Full Contact Fighter’s “The Daily Takedown”: UFC 163 Shows UFC Should Provide Stronger PPV Main Events

Lyoto Machida

By Joshua Molina

UFC 163 is over and done with, thankfully, and besides a mega live gate, the UFC doesn’t have much to show of it.

In an attempt to make fans believe that Jose Aldo faced stiff competition, the UFC marketed his opponent as “The Korean Zombie,” rather than use his name Chan Sung Jung. The Zombie never had a chance against Aldo, one of the best pound-for-pound fighters in the world. Unfortunately, Sung Jung seemed to dislocate his shoulder during the fight, so now the mismatch turns into a serious injury and some lengthy time-off for the Korean.

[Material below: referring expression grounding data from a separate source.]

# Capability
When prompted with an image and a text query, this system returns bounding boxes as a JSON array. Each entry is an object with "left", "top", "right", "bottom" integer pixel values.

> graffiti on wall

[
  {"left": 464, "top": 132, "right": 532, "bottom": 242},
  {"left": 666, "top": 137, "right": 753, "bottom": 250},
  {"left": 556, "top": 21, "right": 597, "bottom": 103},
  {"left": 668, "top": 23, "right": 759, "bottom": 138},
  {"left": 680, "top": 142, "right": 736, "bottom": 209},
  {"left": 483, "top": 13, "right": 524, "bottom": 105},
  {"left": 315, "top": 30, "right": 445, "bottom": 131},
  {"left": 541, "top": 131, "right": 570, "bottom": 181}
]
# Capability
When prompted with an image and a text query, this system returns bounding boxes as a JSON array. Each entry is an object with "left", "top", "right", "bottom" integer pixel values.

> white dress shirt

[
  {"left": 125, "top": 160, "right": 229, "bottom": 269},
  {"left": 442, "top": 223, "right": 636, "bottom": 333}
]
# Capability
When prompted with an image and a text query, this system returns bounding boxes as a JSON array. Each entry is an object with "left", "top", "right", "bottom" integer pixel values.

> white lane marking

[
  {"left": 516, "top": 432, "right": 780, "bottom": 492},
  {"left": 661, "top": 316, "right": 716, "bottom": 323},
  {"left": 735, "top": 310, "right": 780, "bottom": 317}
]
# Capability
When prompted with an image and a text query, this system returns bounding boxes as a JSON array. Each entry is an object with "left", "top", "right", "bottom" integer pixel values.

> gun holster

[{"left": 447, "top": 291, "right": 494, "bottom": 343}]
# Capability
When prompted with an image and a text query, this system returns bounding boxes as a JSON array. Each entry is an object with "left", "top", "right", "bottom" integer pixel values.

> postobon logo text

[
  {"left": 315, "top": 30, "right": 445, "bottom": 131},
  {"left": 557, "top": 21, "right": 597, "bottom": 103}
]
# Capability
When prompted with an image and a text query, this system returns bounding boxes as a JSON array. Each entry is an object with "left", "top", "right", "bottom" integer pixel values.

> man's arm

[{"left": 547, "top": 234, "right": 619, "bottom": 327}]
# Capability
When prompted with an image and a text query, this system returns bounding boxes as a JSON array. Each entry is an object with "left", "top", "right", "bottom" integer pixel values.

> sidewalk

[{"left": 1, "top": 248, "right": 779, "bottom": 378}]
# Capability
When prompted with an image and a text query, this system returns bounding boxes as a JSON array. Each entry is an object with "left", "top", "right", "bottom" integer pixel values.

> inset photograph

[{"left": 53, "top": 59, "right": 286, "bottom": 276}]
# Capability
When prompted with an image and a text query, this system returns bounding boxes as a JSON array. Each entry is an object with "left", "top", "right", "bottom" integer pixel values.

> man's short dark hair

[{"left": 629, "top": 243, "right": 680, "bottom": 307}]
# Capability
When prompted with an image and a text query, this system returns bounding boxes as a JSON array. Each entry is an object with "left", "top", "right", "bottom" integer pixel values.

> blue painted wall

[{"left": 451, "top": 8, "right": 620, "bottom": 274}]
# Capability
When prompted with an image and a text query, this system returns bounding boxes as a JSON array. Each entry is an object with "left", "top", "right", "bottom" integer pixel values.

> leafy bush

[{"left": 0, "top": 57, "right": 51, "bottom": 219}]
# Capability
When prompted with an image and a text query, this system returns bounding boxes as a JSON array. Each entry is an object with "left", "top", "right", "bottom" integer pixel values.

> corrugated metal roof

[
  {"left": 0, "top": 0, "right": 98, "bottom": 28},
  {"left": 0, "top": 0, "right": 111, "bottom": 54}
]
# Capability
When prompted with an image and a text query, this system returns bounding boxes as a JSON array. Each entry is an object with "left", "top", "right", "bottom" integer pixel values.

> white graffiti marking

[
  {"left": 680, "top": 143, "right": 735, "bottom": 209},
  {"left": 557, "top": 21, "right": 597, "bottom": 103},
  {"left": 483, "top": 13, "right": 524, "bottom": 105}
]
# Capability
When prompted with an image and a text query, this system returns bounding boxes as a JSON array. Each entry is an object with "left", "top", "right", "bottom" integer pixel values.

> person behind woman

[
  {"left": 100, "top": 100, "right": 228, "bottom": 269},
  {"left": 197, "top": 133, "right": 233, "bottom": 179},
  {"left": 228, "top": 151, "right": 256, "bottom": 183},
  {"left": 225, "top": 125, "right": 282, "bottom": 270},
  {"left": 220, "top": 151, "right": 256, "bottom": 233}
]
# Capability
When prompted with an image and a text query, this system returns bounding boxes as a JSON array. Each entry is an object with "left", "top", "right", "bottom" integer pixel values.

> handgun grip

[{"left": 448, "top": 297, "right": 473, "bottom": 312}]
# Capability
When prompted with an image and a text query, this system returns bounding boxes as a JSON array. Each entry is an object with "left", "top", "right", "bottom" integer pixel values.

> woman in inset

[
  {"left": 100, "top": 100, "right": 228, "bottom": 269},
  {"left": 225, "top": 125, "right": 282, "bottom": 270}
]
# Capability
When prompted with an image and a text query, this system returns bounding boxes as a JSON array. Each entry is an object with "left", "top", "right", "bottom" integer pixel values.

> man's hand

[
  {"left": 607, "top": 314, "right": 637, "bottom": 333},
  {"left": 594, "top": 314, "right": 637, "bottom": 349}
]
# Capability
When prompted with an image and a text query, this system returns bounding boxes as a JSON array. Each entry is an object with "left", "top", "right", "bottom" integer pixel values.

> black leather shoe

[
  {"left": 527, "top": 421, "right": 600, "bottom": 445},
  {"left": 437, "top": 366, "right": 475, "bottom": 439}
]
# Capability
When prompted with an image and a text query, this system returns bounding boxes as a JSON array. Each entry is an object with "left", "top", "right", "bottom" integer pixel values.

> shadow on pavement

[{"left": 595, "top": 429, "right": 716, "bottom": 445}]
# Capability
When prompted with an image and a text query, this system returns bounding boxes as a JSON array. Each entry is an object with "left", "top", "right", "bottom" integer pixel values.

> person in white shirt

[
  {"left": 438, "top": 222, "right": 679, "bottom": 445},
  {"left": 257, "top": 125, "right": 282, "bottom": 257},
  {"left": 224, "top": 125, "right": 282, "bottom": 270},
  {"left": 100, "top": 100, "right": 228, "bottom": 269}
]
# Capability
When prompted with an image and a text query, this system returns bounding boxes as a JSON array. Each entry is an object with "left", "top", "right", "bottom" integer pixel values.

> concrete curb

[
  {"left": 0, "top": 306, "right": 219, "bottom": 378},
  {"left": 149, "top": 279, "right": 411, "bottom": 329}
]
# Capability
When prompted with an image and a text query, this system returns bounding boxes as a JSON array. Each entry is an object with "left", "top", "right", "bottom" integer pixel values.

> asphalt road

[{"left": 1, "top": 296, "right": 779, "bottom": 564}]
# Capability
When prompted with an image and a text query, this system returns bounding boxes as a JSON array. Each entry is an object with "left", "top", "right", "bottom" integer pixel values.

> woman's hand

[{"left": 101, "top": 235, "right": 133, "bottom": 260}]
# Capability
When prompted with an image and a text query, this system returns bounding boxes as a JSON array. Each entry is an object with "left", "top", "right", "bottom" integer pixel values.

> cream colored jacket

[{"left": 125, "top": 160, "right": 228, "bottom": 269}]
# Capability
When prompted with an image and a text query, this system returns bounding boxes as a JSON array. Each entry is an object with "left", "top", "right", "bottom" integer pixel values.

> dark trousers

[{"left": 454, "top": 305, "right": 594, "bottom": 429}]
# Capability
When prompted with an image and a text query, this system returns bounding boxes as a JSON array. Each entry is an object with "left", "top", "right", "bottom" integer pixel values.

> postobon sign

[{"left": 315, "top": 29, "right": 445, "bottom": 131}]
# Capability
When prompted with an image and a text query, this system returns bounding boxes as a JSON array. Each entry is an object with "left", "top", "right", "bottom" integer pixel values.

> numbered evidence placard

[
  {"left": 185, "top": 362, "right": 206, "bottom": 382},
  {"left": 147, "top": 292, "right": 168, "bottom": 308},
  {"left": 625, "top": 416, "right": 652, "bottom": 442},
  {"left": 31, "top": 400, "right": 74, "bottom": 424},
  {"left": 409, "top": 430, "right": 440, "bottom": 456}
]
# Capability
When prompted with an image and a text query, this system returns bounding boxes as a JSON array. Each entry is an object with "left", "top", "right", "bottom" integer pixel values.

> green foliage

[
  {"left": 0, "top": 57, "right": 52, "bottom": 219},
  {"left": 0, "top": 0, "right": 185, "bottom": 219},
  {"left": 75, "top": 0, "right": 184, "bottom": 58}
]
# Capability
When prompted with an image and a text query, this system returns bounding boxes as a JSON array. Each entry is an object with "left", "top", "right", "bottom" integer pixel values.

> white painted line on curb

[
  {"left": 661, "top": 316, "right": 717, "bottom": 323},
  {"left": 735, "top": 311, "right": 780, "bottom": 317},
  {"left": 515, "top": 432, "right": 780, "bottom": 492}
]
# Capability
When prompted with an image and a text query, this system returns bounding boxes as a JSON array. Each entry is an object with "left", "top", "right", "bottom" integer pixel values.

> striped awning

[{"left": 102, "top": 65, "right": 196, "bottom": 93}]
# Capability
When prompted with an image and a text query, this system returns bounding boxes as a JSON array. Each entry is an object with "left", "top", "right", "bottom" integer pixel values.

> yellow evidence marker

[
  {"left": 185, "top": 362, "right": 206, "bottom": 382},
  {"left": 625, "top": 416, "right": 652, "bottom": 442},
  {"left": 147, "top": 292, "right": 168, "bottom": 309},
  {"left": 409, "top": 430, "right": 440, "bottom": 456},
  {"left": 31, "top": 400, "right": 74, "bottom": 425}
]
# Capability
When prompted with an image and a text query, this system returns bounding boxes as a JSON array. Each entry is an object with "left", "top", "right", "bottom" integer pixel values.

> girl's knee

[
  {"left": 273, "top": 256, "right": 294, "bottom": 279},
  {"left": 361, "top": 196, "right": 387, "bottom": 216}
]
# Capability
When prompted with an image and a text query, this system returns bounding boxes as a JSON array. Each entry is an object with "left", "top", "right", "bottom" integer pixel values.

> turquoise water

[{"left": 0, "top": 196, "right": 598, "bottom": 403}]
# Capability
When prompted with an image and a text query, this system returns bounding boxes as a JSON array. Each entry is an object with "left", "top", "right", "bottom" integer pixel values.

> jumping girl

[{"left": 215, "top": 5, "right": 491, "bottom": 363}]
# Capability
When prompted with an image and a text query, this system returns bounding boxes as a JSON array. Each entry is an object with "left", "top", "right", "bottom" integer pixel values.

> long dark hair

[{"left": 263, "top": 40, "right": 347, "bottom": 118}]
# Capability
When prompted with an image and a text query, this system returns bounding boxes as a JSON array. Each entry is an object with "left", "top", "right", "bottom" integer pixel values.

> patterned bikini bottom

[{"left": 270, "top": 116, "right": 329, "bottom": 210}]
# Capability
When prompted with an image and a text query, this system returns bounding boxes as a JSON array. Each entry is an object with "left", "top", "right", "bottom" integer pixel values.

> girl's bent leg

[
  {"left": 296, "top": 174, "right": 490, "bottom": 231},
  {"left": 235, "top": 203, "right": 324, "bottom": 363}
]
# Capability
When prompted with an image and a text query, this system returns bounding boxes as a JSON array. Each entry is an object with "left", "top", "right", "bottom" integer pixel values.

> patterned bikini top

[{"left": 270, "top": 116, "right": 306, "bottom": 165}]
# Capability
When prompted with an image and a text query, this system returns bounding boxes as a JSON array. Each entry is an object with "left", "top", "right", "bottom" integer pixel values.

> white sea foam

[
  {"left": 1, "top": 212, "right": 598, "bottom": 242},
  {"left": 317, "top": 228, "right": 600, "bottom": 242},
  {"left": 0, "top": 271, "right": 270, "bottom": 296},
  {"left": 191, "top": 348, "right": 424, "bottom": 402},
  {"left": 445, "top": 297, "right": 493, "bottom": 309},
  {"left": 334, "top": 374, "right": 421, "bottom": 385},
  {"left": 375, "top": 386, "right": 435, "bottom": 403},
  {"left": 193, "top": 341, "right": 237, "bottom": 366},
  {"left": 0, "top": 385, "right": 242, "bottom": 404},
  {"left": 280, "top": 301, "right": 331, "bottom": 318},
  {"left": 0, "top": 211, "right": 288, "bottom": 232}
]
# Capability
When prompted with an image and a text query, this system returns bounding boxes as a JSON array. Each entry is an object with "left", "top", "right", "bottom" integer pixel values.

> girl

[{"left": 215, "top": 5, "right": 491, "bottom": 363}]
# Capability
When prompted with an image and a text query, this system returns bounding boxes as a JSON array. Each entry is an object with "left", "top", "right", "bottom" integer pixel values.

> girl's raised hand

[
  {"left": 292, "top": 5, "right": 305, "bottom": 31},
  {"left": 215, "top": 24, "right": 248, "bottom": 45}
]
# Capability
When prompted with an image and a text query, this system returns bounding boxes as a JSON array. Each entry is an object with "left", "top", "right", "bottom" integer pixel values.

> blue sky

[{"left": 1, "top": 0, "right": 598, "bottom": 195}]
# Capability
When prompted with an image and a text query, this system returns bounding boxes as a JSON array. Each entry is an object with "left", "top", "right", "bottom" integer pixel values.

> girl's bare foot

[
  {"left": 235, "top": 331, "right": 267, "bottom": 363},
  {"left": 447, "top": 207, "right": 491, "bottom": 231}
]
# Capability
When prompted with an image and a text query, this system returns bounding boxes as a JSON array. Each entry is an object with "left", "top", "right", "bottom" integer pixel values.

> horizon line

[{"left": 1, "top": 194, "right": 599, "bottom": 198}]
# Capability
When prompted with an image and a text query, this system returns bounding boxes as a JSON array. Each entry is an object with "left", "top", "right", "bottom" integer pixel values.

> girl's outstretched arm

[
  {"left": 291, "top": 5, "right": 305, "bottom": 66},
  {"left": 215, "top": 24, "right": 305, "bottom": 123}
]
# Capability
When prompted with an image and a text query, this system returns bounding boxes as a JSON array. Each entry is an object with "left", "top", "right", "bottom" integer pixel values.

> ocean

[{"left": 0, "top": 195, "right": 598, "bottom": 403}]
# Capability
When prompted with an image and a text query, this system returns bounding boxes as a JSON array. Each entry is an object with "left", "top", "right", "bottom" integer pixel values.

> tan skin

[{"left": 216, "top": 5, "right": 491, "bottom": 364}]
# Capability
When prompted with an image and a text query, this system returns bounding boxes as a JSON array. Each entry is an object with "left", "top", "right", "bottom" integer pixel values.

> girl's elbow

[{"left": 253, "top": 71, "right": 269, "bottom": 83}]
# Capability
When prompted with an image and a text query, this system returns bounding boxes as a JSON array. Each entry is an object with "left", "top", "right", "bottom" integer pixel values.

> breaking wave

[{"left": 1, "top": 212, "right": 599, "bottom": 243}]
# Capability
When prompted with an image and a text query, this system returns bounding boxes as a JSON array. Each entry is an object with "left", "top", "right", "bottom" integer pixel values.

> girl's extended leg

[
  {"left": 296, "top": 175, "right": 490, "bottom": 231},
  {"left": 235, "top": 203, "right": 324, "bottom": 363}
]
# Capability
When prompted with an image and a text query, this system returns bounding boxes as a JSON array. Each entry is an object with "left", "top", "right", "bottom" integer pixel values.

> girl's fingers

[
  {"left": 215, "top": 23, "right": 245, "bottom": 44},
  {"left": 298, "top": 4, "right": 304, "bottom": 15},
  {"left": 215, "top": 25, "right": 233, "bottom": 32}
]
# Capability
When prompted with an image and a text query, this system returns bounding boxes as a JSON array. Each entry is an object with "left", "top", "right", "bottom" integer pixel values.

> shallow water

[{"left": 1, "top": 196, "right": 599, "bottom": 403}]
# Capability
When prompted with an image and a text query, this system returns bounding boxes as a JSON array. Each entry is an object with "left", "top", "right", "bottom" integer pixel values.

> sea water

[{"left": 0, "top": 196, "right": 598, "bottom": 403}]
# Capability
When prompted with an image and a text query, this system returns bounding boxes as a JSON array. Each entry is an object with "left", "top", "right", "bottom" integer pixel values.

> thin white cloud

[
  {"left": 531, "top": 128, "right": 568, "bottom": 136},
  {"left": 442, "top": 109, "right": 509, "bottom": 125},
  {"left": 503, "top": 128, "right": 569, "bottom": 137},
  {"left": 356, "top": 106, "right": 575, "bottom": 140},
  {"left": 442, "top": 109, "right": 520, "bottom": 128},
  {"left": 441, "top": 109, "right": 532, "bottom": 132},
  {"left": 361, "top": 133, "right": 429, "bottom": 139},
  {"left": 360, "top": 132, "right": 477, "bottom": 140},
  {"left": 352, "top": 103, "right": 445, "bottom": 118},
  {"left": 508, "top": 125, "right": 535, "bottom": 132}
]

In the other fallout from the fight, Phil Davis stole a victory from Lyoto Machida. Machida won at least two of the three rounds, yet Davis still pulled out the victory. Machida will hopefully get a quick rematch, otherwise he’s the latest fighter to fall victim to Dana White’s “Don’t-ever-say-no-to-me-when-I-give-you-a-title-shot,” curse.

The UFC holds too many pay-per-views and UFC 163 was proof of that. In the old days of boxing, great fights that needed to be made determined what went on PPV. A PPV show was special and a treat. Then the UFC took on the WWE’s model and started turning out at least one PPV a month.

Such a business model works for the WWE because the company built itself directly off fan support. The media never boosted the WWE. The media never made WWE legitimate. The WWE became the true fastest-growing sport because CEO Vince McMahon marketed his product directly to the fans, and PPV as the quickest and best way to do that. For a wrestling fan, ordering monthly PPV are ritual, and the WWE brand is strong enough to carry consistently strong PPV numbers over what’s now been 27 years.

The UFC holds monthly pay-per-views to make money, which is not a bad thing, but sometimes too much of a good thing waters down your long-term ability to make money. For the UFC, Aldo vs. TKZ was just another show, but for guys like Machida and TKZ, it was a huge setback and probably not a lot of people, relative to other UFC PPV shows, even saw it.